Les mesures de quarantaine imposées aux employés de Tönnies, qui souvent ne parlent pas allemand, sont appliquées d'une façon impitoyable militaire. Des rangées entières de maisons sont fermées et isolées par clôtures de sites de bâtiment. Pendant ce temps, le Premier ministre du Land, Laschet, a tenté à plusieurs reprises d'attiser des sentiments anti-immigrants contre les travailleurs d'Europe de l'Est. Dans un premier temps, il a affirmé, sans aucune preuve, que le virus avait été introduit par des Roumains et des Bulgares de retour en Allemagne.

Les implications de cette politique ont été exposées samedi soir à Göttingen, en Basse-Saxe, lorsque la police a violemment attaqué les 700 habitants d'une grande tour où près de 120 personnes ont été infectées et mises en quarantaine pendant des jours. Environ 200 résidents ont manifesté lorsqu'ils ont appris qu'ils allaient subir un deuxième test et ne comprenaient pas pourquoi, en raison de difficultés linguistiques. Trois cents policiers ont lancé un assaut contre eux en utilisant massivement des sprays anti-agression, notamment contre des femmes et des enfants.

Les conditions de vie dans ces appartements sont insupportables. Les appartements, dont certains sont occupés par des familles avec plusieurs enfants, ne mesurent qu'entre 19 et 37 mètres carrés, selon le maire local Rolf-Georg Köhler (SPD). Néanmoins, plus de 200 enfants dans le bâtiment n'ont pas été autorisés à quitter la maison en raison de la mise en quarantaine.

Dans son roman «The Jungle», Upton Sinclair a écrit il y a 115 ans sur les parcs à bestiaux et les abattoirs de Chicago, où de nombreux immigrants se sont installés dans l'espoir de gagner leur vie en Amérique. Le Beef Trust était «l'incarnation de l'avidité aveugle et insensible. C'était un monstre dévorant à mille bouches, piétinant à mille sabots; c'était le Grand Boucher - c'était l'esprit du capitalisme fait chair.»

Il s'agit d'une description appropriée de ce à quoi les travailleurs doivent faire face aujourd'hui.

Le Sozialistische Gleichheitspartei (Parti de l'égalité socialiste) et le World Socialist Web Site appellent les travailleurs nés dans le pays et les immigrants dans le secteur des abattoirs et toutes les autres industries à se réunir en comités d'action indépendants des syndicats pour assurer la protection nécessaire des travailleurs et de la population.

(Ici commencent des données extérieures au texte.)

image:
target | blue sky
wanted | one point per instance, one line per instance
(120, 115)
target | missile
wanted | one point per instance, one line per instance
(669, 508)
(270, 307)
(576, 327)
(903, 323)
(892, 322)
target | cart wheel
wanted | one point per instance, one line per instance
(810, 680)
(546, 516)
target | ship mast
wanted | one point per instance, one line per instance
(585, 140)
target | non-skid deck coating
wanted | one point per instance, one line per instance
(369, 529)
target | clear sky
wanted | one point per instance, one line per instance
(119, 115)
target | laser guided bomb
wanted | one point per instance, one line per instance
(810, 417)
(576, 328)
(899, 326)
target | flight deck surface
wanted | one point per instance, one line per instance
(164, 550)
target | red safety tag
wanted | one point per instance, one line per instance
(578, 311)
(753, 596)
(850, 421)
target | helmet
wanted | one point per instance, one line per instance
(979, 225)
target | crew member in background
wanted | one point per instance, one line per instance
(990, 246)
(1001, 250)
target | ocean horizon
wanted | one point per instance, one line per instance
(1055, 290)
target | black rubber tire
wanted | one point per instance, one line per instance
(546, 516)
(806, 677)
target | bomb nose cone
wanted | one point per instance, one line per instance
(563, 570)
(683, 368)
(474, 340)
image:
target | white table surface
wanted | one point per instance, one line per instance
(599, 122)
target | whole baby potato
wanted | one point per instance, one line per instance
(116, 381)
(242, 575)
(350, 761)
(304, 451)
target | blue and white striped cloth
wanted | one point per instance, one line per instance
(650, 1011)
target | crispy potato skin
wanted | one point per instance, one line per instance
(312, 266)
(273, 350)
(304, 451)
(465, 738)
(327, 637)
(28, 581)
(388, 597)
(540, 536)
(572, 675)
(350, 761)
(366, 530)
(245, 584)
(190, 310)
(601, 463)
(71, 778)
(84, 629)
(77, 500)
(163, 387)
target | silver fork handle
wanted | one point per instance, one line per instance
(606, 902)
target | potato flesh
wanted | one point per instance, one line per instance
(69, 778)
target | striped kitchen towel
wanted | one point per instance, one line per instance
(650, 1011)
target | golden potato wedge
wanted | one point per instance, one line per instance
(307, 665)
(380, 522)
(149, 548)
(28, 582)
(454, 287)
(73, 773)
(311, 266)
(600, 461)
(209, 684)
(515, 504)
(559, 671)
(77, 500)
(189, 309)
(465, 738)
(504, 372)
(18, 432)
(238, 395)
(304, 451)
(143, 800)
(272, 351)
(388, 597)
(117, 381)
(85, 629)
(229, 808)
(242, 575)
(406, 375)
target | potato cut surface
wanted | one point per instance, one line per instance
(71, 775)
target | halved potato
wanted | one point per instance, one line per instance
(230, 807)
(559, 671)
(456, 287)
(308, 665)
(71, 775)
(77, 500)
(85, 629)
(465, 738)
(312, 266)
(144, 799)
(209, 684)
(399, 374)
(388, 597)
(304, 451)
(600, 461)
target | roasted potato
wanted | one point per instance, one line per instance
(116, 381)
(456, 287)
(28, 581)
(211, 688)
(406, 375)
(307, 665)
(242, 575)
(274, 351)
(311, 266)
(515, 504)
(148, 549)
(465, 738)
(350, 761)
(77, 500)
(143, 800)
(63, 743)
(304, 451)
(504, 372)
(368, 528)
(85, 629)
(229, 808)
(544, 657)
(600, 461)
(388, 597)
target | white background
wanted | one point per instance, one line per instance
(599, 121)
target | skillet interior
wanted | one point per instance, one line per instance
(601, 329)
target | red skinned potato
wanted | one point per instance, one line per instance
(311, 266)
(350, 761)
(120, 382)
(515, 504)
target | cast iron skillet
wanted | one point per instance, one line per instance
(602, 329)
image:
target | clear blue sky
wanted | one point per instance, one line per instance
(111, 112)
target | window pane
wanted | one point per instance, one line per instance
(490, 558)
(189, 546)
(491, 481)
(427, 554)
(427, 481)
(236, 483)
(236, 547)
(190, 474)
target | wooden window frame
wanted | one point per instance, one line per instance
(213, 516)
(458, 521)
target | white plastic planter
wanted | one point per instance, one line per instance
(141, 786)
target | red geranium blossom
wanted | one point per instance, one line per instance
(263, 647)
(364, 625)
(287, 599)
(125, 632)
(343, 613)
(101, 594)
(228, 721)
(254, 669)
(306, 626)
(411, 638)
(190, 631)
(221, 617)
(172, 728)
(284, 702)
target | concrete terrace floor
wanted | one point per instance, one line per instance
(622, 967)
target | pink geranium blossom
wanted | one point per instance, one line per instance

Les travailleurs malades, quelle que soit leur origine nationale, doivent recevoir les meilleurs soins possibles et le paiement intégral de leur salaire. Les mêmes garanties de revenus et traitements médicaux doivent être accordés aux travailleurs mis en quarantaine.

Pour financer cela, la richesse de milliardaires tels que Clemens Tönnies et sa famille, ainsi que les sous-traitants mafieux qui profitent de l'exploitation des travailleurs pauvres, doit être expropriés. Cela ne peut être réalisé que sur la base d'un programme international et socialiste.